14. Smith et al., History of the 157th Infantry Regiment, 55.

15. Churchill, The Second World War, 488.

16. Hibbert, Anzio: The Bid for Rome, 129. Originally the “Leopold” and also known on the Beachhead as “Anzio Annie,” this monster could be fired and then backed along the railroad to concealment in a mountain tunnel. Only twenty-six years earlier Annie’s progenitor shelled Paris. The only one to survive World War II, this biggest of all guns was shipped to the U.S. and is on display at the Army’s Aberdeen Proving Ground in Aberdeen, Maryland.

17. Ibid., 88–89.

18. Ibid., 89.

19. Blumenson, ed., The Patton Papers, 1940–1945, 414. Diary, February 12 [1944].

20. Writing home: “I observed for our 105s and probably damaged a tank and took care of a number of personnel.” Waldron wrote my father about the same time that “our Platoon has more or less gone back to its main work of observation, and Joe immediately distinguished himself by knocking out a tank at three miles, putting one HE [high-explosive shell] on the front end and one on the rear—fini de movement around tank.”

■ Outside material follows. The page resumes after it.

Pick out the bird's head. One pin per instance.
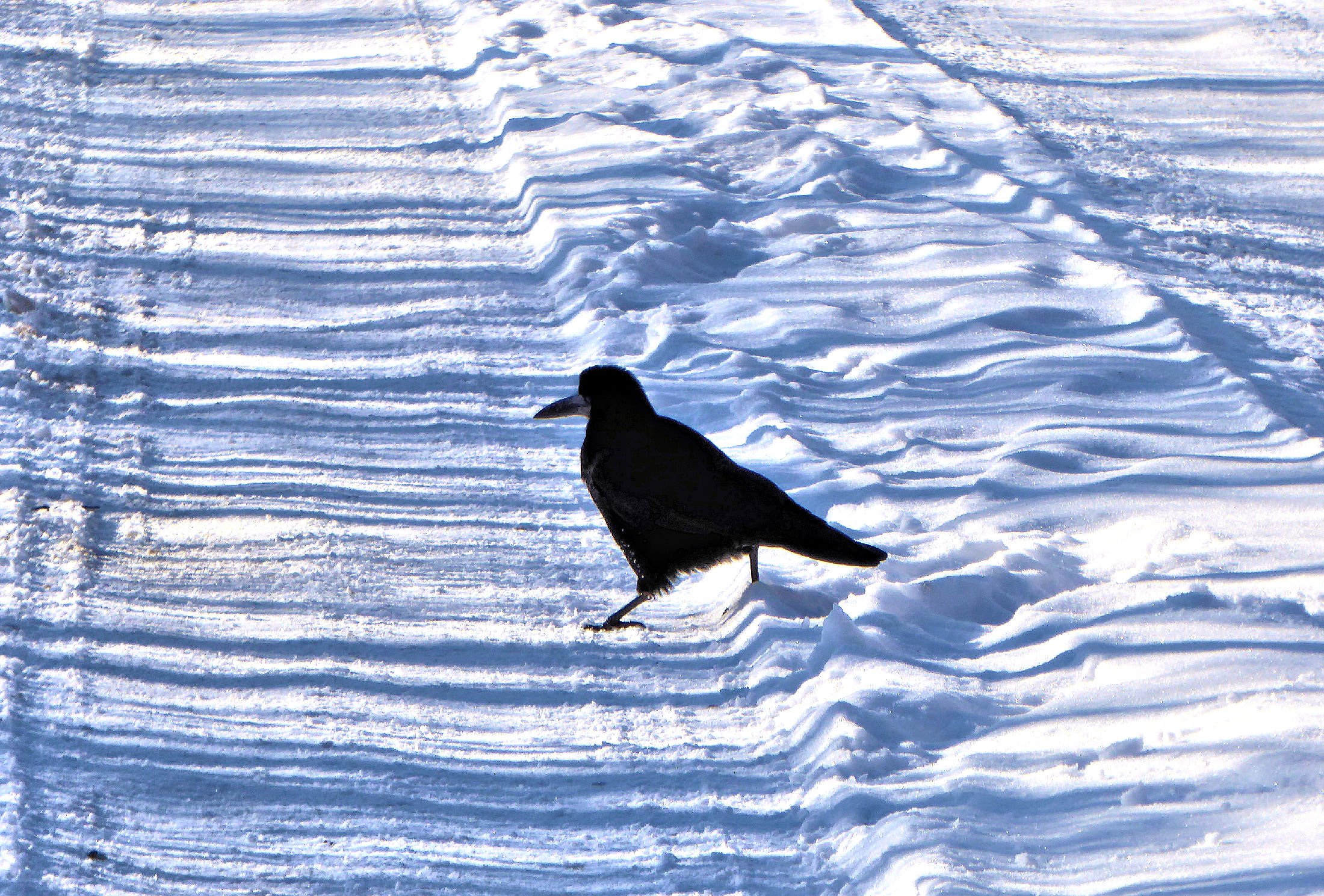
(603, 389)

21. Matthew Arnold, “Dover Beach” (written in 1867), lines 35–37. From Lieder et al., British Poetry and Prose, 1181.

22. Blumenson, ed., The Patton Papers, 1940–1945, 415–16. Diary, February 16 [1944].

23. Ibid.

24. Ibid., 415–16. Diary, February 17 [1944].

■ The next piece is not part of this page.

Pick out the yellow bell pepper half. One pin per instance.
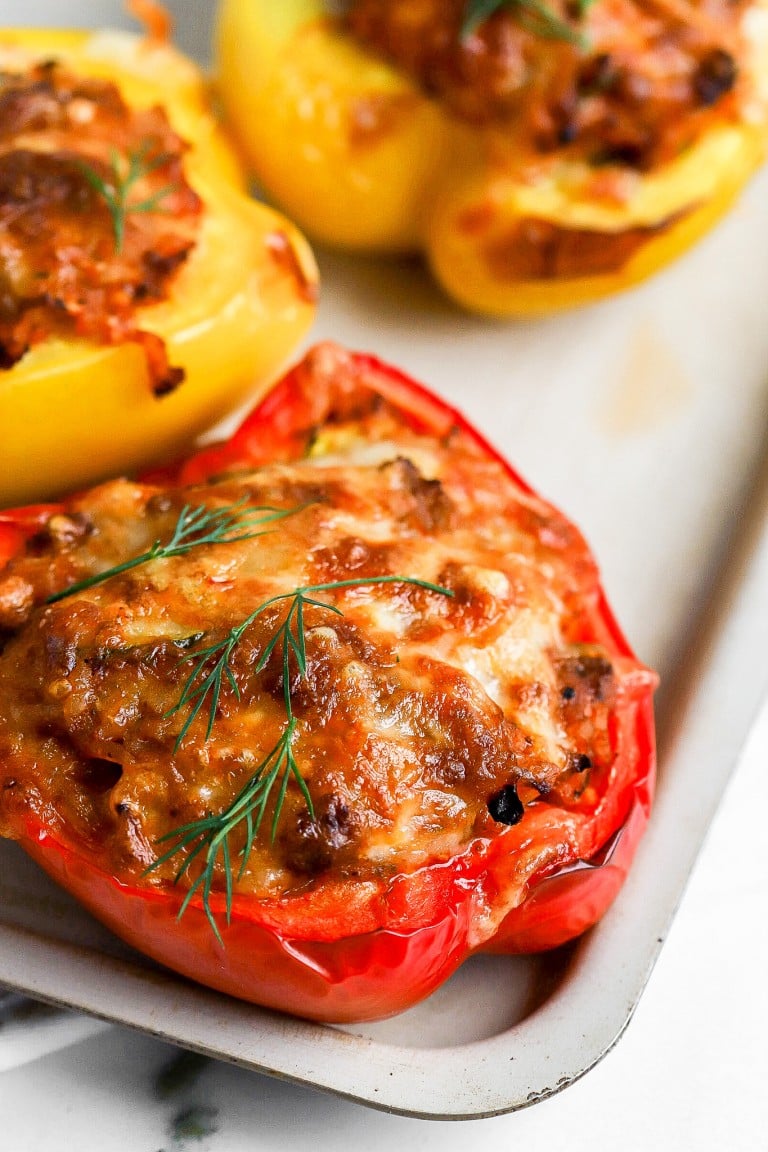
(73, 411)
(362, 159)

25. In his amiable satire The English Gentleman (39–40), Douglas Sutherland writes in his chapter “The Gentleman at War” of “those two very gentlemanly gentlemen at the Battle of Waterloo, the Duke of Wellington and his second-in-command, Lord Uxbridge.

“‘By God, I’ve lost my leg!’, remarked Lord Uxbridge.

“‘So you have, by God,’ remarked his chief as they continued to ride into battle.”

26. Christopher Hibbert, the Oxford-educated historian and author of Anzio: The Bid for Rome, was a captain in the London Irish Rifles in Italy.

27. Bishop, Glasgow and Fisher, The Fighting Forty-Fifth, 81.

28. Blumenson, ed., The Patton Papers, 1940–1945, 416.

29. Bishop, Glasgow and Fisher, The Fighting Forty-Fifth, 81. Division equipment losses for February included four Piper Cubs, 21 tanks and 17 tank destroyers as well as “88 trucks, 16 trailers, 34 anti-tank guns, 159 machine guns, 61 mortars, 101 [BARs], 364 rifles, 109 carbines, 219 pistols, 12 Tommy guns, 674 bayonets, 398 trench knives, 228 binoculars and 122 wrist watches.”

30. As one of the ten, I so regretted that gratuitous yellow, which upon reflection, unlike General Patton, I found foreign to the spectrum of fear in war, that I expunged it a couple of years later while transcribing the journal.